According to a post on the Canadian government website, CERB is available to those resident in Canada who have stopped working because of COVID-19 and have not voluntarily quit their job; who had an income of at least $5,000 in 2019 or in the 12 months prior to the date of their application; and who are or expect to be without employment or self-employment income for at least 14 consecutive days in the initial four-week period.
“If you are a student who had a job last year and were planning on working this summer you do not qualify for the benefit”
“Workers who are not Canadian citizens or permanent residents – including temporary foreign workers and international students – may be eligible to receive the benefit if they meet the other eligibility requirements,” the government statement explained.
The statement explained that the benefit is “only available to individuals who stopped work as a result of reasons related to COVID-19”.
“If you are looking for a job but haven’t stopped working because of COVID-19, you are not eligible for the benefit.
“For example, if you are a student who had a job last year and were planning on working this summer you do not qualify,” it read.
The announcement has raised concerns for some students in Canada, including graduating students looking for summer work who won’t qualify for the benefit.
“Extremely disappointing to hear that the CERB announced from the federal government does not support students who had intended to work this upcoming summer. This gap in eligibility means that students may not be able to afford rent or tuition in the fall semester,” wrote one academic officer on Twitter.
“Many students do not qualify for [Employment Insurance] and rely on seasonal summer employment as a means of collecting savings for the year ahead. Students who have already had many plans derailed, are left wondering how they will get by and/or if they will return to school in the fall.”

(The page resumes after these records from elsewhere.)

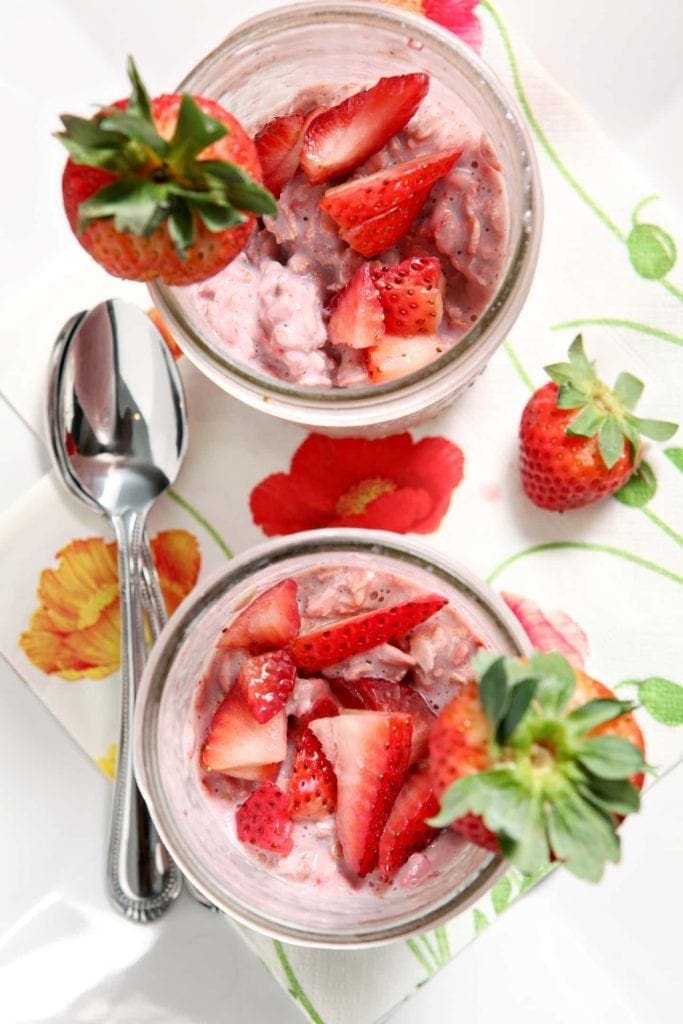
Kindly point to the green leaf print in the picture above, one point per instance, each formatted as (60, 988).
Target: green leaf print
(651, 251)
(642, 486)
(676, 456)
(660, 697)
(480, 921)
(501, 893)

Speaking with The PIE News, Philip Shea, an international education specialist based in Ontario, suggested that many international students would be eligible considering their allocation of 20 hours per week part-time study.

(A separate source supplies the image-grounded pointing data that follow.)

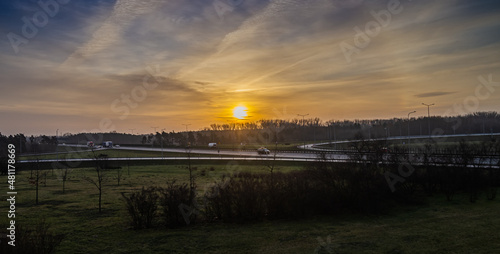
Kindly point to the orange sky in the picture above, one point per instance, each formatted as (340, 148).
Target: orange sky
(136, 64)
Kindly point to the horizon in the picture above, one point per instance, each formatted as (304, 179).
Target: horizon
(322, 123)
(121, 65)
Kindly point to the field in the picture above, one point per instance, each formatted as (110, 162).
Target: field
(437, 227)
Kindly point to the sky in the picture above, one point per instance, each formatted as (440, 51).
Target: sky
(129, 65)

Many working in Canada for four or five months would have earned around CAN$5,000, he estimated.
CBIE president and CEO, Larissa Bezo, described it as an “unprecedented time of challenge for students studying in Canada”, both domestic and international students.

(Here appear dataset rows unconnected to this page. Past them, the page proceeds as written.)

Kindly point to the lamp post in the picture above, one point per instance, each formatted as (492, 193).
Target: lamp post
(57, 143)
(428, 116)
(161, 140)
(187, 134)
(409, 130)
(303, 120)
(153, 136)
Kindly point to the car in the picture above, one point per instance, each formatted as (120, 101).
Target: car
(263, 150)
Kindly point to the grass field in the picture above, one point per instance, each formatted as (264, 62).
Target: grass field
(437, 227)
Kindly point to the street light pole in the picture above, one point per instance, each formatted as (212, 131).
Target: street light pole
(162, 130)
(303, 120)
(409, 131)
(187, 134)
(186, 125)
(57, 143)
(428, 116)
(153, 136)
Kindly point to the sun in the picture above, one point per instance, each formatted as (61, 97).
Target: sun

“Education institutions across Canada are deeply committed to providing the necessary supports to international students presently studying in Canada, including academic accommodations, support for their mental well-being, emergency financial assistance for students in need, housing support, technical support, and the likes,” she told The PIE.
“In addition to the initiatives and efforts of individual educational institutions, we are encouraged with the responsiveness of policymakers in responding to the input of key stakeholders in working to quickly to introduce greater flexibility to existing immigration and other frameworks in Canada to support our students at this critical time.”